The heat source for heating of residential and industrial premises and hot water, comprising a tank, electric motor, high pressure pump, high pressure pipelines, pressure gauge, pressure relief devices, characterized in that the centrifuge rotor on a stationary axis at an angle of ninety degrees rigidly mounted stationary discs with the PLO the bones which are blind holes (cells), and by the inner wall surface of the rotor at an angle of ninety degrees relative to the axis of rotation of the rotor is rigidly fixed to the rotating disks, the planes of rotation which are blind holes (cells)between the stationary and rotating disks are gaps, and in the space formed by the rotating disks and the inner surface of the rotor, there is a zone of high pressure working fluid (medium), from which jets of the centrifuge in the form of free-fall flow through the turbine, enters the tank below the liquid level (environment) in the vessel is a heat exchanger, and on the bottom fixed the heater.


Same patents:

FIELD: the invention refers to heating engineering and is assigned for heating liquids for various branches of the people's economy.

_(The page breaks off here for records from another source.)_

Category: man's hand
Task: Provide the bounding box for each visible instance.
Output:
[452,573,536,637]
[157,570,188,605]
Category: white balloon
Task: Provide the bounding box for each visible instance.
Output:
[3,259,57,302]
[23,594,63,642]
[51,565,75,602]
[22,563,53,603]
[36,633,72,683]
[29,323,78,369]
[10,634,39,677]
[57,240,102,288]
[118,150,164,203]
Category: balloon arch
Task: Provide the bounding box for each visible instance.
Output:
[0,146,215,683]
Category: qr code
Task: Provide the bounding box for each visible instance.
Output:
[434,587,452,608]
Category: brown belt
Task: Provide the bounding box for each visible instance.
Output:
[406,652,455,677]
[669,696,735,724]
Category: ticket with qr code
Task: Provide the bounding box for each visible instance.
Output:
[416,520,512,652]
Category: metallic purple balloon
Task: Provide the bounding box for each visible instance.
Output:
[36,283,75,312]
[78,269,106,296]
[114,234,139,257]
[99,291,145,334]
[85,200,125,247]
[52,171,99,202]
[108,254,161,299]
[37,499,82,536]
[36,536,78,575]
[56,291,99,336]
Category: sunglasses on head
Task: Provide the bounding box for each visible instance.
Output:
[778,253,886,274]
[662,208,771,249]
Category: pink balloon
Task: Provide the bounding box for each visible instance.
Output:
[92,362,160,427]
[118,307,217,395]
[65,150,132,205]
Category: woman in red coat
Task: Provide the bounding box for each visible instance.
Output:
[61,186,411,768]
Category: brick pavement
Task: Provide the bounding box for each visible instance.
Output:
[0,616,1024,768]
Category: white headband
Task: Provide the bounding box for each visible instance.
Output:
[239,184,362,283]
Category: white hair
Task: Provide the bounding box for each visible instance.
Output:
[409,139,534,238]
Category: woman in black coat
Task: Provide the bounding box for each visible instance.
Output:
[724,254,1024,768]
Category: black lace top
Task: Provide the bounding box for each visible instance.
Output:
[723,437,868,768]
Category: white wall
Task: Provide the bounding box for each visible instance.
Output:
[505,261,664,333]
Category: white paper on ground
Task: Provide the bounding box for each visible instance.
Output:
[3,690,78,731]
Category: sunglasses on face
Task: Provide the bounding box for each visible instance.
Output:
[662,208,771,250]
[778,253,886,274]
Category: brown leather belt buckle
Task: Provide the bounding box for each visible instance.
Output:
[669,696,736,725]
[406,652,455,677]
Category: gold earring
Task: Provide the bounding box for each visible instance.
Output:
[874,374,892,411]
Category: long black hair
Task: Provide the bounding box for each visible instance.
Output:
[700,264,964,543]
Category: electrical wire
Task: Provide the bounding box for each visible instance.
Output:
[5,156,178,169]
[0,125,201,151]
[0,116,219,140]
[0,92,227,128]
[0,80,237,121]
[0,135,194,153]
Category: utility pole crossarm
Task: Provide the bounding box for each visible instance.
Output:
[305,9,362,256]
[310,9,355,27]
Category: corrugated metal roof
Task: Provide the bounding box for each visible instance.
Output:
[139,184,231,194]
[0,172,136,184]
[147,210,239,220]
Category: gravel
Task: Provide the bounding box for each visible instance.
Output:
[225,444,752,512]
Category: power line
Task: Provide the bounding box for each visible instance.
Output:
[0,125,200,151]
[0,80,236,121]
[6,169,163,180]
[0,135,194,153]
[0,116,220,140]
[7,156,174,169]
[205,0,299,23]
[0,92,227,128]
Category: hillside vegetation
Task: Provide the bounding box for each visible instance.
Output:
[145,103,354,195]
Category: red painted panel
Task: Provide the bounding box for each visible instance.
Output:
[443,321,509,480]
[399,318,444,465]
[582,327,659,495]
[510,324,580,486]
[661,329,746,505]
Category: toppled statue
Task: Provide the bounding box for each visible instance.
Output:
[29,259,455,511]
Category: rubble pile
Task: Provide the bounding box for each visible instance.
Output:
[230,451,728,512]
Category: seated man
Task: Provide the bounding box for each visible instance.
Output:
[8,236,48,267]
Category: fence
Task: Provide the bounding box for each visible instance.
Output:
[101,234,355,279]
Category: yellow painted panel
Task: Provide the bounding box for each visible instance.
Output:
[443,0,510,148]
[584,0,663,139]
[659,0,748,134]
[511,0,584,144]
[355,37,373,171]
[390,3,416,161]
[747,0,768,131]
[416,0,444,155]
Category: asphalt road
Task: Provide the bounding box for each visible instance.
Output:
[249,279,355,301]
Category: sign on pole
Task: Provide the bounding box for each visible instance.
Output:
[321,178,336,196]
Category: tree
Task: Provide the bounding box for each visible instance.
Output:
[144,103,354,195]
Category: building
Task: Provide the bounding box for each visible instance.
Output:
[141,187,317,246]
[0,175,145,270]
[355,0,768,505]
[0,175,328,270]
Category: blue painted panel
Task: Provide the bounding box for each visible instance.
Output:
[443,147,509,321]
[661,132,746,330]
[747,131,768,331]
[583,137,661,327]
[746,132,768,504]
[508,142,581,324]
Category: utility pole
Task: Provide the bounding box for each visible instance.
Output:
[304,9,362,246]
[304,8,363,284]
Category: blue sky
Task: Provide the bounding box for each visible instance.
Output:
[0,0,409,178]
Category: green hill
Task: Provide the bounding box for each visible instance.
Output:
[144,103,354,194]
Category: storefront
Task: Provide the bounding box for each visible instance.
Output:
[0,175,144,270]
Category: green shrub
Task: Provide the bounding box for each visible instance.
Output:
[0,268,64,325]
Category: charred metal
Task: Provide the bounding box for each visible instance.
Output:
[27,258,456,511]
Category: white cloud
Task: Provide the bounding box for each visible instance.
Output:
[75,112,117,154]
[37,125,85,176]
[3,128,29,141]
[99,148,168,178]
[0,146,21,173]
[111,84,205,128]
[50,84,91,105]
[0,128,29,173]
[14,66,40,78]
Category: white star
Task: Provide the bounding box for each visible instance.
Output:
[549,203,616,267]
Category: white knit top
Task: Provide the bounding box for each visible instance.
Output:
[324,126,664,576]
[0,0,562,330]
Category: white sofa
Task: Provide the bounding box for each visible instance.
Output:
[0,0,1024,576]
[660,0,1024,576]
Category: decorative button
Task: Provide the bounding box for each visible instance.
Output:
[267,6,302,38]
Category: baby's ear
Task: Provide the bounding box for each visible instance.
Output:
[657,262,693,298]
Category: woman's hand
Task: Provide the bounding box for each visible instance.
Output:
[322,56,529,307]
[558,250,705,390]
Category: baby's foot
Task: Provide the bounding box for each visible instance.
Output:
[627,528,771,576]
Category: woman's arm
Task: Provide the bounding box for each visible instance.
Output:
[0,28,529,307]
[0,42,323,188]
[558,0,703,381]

SUBSTANCE: the technical result is providing capability for work of the hydrodynamic heater in a broad diapason of changing parameters of feeding and forcing the liquid supplying by the pump on its input at a changing frequency of rotation of the shaft of the pump. The self-adjusting hydrodynamic heater of liquid has a cyclone 1 with a lid 2 on which a limiting ring 3 and an adjusting screw 4 are installed, a conic vortex generator 5 is fastened to the cyclone 1, a cylinder 6 having a braking arrangement 7 is connected to the conic vortex generator 5. A breaking chamber 8 with a socket 9 perpendicularly placed to the cylinder 6 is located below the breaking arrangement 7, a hollow closed topped cone 10 is fixed to the lid 2 of the cyclone 1 with the aid of the adjusting screw 4. The cone 10 enters with its large foundation in the limiting ring 3; from the side of the smaller foundation a funnel 11 with a socket 12 are put on the hollow closed topped cone 10. The socket 12 passes through the cylinder 6, the breaking arrangement 7 and a directing bushing 13 installed in the breaking chamber 8 and provided with a fixing screw 14; additionally the hydrodynamic heater has a self-adjusting system having a spring 15 placed in the socket 12 leaned with one extreme screw against the bead 16 formed in the place of joining of the socket 12 and the funnel 11 and the other extreme screw - against a washer 17 putted on a rod 18 which is motionlessly connected with one end to the bottom of the smaller foundation of the closed hollow topped cone 10 and on the other end having a threading and a nut 19 fixing the washer 17 on the rod 18; at that in the bottom of the larger foundation of the closed hollow topped cone 10 there is a beaker 20 in which there is a spring 21 leaning with one extreme coil against an adjusting nut 22 being on an adjusting screw 4 and with the other extreme coil leaning against a supporting bushing 23 leaning with its broad foundation against the bottom 24 of the beaker 20. and with its narrow foundation putted on the adjusting screw 4 with possibility displacement of the supporting bushing 23 along the adjusting screw 4 limited with a head 25 on the end.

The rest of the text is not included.